The model was transferred from TF Hub to ONNX using the tensorflow-onnx library:
python -m tf2onnx.convert --saved-model models/universal-sentence-encoder-multilingual-large-3 --output models/model.onnx --extra_opset ai.onnx.contrib:1
The model is available for download via the link, the inference code is available here.
The transfer of the model from TF Hub to PyTorch was carried out through manual work of direct translation of the calculation graph (you can visualize the ONNX version of the model via Netron) to PyTorch. Notebooks convert.ipynb and onnx_inference_and_debug.ipynb were used for conversion and debugging.
The model is available in HF Models directly through torch
(currently, without native support from the transformers
library).
Model initialization and usage code:
import torch
from functools import partial
from src.architecture import MUSE
from src.tokenizer import get_tokenizer, tokenize
PATH_TO_PT_MODEL = "models/model.pt"
PATH_TO_TF_MODEL = "models/universal-sentence-encoder-multilingual-large-3"

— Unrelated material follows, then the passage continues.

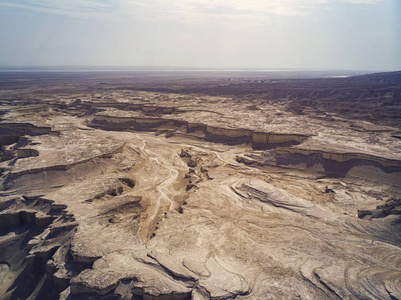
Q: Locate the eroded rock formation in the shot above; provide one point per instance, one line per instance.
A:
(136, 195)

tokenizer = get_tokenizer(PATH_TO_TF_MODEL)
tokenize = partial(tokenize, tokenizer=tokenizer)
model_torch = MUSE(
num_embeddings=128010,
embedding_dim=512,
d_model=512,
num_heads=8,
)
model_torch.load_state_dict(
torch.load(PATH_TO_PT_MODEL)
)
sentence = "Hello, world!"
res = model_torch(tokenize(sentence))
Note
Currently, the checkpoint of the original TF Hub model is used for tokenization, so it is loaded in the code above.
For the TF Hub to work, the model needs the tensorflow-text
library, which is available in PyPI except for Apple Silicon, so it can be downloaded here.
Python >= 3.8.